But he says intensive enforcement by Nevada Highway Patrol and deputies from Carson and Lyon County is a temporary fix.

The permanent fix, Furlong said, is in the highway repaving and safety project the Nevada Department of Transportation will put out to bid in January.

Senior NDOT Roadway Designer Steve Bird said the $7.3 million project will not only repave the stretch of highway and improve drainage, but it will create a new and much safer intersection where State Route 341 to Virginia City meets Highway 50 and a new intersection at Flint Drive, the road to the landfill.

The project extends from Alfonso at the industrial area east of State Route 341 almost to Deer Run Road in Carson City.

It also includes installing a concrete barrier from Flint Drive down the hill to Carson City to prevent head-on crashes caused by drivers crossing into the oncoming lanes.

For the volume of traffic, which isn’t nearly as large as many other highways in the state, that stretch of Highway 50 has proven to be one of Nevada’s most dangerous. According to Bird’s Traffic Management Plan, there were 111 crashes between June 2008 and June of this year — causing nine fatalities.

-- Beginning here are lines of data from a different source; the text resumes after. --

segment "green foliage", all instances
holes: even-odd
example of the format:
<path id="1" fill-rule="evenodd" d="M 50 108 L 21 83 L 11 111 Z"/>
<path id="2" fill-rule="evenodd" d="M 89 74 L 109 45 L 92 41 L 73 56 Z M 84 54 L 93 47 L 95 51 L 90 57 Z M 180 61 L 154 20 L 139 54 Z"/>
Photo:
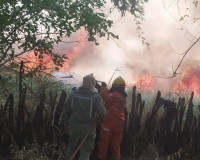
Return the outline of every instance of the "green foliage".
<path id="1" fill-rule="evenodd" d="M 113 0 L 122 15 L 144 14 L 147 0 Z M 1 0 L 0 68 L 26 52 L 52 57 L 59 67 L 67 59 L 53 52 L 54 44 L 84 28 L 88 41 L 98 45 L 97 37 L 118 38 L 109 31 L 113 22 L 102 11 L 105 0 Z"/>

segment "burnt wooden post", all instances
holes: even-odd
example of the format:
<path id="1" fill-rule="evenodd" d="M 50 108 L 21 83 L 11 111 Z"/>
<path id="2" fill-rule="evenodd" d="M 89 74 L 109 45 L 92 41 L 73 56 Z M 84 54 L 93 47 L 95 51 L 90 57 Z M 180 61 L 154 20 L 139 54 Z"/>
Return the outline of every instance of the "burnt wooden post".
<path id="1" fill-rule="evenodd" d="M 61 115 L 61 112 L 64 108 L 66 98 L 67 98 L 67 94 L 64 90 L 62 90 L 60 100 L 58 102 L 58 105 L 57 105 L 56 111 L 55 111 L 55 115 L 54 115 L 54 125 L 57 126 L 57 127 L 59 126 L 60 115 Z"/>
<path id="2" fill-rule="evenodd" d="M 133 134 L 134 134 L 134 114 L 136 107 L 136 86 L 133 86 L 132 90 L 132 103 L 131 112 L 126 115 L 127 120 L 127 130 L 124 130 L 123 140 L 122 140 L 122 154 L 129 156 L 133 152 Z M 126 113 L 128 114 L 128 113 Z"/>
<path id="3" fill-rule="evenodd" d="M 21 129 L 22 125 L 24 125 L 24 103 L 25 103 L 25 95 L 26 89 L 22 89 L 22 79 L 24 73 L 24 62 L 21 61 L 20 71 L 19 71 L 19 104 L 18 104 L 18 122 L 17 128 L 18 130 Z"/>
<path id="4" fill-rule="evenodd" d="M 187 114 L 186 114 L 186 119 L 185 119 L 185 123 L 183 126 L 183 135 L 184 135 L 184 139 L 185 139 L 185 144 L 186 146 L 188 146 L 191 142 L 191 126 L 193 123 L 193 97 L 194 97 L 194 92 L 192 92 L 190 100 L 189 100 L 189 105 L 188 105 L 188 110 L 187 110 Z"/>
<path id="5" fill-rule="evenodd" d="M 40 93 L 40 103 L 36 108 L 35 115 L 33 118 L 33 127 L 36 132 L 37 140 L 39 144 L 43 143 L 43 111 L 44 111 L 44 102 L 45 102 L 45 89 L 42 88 Z"/>
<path id="6" fill-rule="evenodd" d="M 66 98 L 67 98 L 67 94 L 64 90 L 62 90 L 58 105 L 55 110 L 54 122 L 52 122 L 53 123 L 52 129 L 53 129 L 53 133 L 54 133 L 54 143 L 55 142 L 60 143 L 60 141 L 63 141 L 62 140 L 63 135 L 61 135 L 60 119 L 61 119 L 61 113 L 63 111 Z"/>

Furlong said he has been “real pleased with the results” of the intensive enforcement through that corridor.

“By in large, drivers are acting more appropriate,” he said.

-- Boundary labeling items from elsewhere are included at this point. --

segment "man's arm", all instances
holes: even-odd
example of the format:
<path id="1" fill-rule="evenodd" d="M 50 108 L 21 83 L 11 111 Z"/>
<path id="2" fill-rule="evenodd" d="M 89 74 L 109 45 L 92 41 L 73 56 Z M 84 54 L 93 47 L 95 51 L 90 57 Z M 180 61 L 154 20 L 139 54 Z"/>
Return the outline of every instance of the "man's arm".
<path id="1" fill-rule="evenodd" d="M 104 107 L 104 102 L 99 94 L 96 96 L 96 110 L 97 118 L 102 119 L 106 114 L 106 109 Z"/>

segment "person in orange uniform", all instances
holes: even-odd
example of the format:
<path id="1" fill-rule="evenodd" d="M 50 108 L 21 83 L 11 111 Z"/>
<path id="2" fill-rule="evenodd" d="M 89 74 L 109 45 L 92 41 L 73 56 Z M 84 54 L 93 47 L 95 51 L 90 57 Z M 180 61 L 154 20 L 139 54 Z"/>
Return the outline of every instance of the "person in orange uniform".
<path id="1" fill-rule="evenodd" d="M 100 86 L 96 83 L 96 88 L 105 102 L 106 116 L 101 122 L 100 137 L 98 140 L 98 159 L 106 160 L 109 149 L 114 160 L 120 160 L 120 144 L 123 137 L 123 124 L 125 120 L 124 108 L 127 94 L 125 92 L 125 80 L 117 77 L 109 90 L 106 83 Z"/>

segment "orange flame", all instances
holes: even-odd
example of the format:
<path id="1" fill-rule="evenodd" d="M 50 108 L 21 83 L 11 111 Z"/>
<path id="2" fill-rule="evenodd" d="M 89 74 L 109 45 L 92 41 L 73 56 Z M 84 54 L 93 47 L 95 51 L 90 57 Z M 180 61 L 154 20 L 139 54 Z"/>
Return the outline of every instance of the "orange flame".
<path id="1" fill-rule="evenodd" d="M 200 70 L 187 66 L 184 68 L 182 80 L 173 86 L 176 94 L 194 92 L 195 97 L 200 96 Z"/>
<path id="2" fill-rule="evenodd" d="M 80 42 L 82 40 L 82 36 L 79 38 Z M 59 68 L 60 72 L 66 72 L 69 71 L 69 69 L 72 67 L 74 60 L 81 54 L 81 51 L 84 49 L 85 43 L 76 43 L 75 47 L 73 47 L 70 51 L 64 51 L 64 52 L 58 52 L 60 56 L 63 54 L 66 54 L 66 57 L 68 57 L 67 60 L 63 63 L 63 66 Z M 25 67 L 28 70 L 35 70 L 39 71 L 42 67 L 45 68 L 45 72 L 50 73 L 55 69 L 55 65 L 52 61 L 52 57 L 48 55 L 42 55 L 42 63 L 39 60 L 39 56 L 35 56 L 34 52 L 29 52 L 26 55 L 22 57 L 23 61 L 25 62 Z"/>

But he said if the enforcement efforts were scaled back to normal levels, drivers would quickly return to their old habits, speeding up and being less attentive.

“We can do the education and we can do the enforcement, but in the longer run, we need to create a safer highway structurally,” Furlong said.

He said upgrading those two intersections and installing concrete barrier walls to separate traffic will accomplish that.

“I’m really happy about this,” he said of the project.

Bird said NDOT will put the project out to bid in January. Plans are to finish the work by fall of 2014.

At SR341, the changes will create what engineers call a “T” intersection. There will be an acceleration lane for cars heading toward Carson City, a left turn lane for cars heading to Virginia City and a right turn lane for cars turning onto SR341 from the east — all neatly separated by raised concrete medians. There also will be an acceleration lane for cars turning left and heading east from SR341 onto U.S. 50.

On the east side, a frontage road will stretch from Jeanette Drive to Darf Lane with access to Highway 50 at two points.

A similar “T” intersection will be created at Flint Drive, but neither will have signal lights.

Furlong said many of the changes including the concrete barrier wall were suggested by area residents in public meetings and incorporated in the design by NDOT.

Bird said the project also will include upgraded lighting on the highway.

But Furlong said one issue that won’t change when the project is finished is the problems with estray horses in the area.

“Horses are always a challenge,” he said.

But state agriculture and wildlife officials have been working to move those horses back up into the Virginia Range and away from the highway.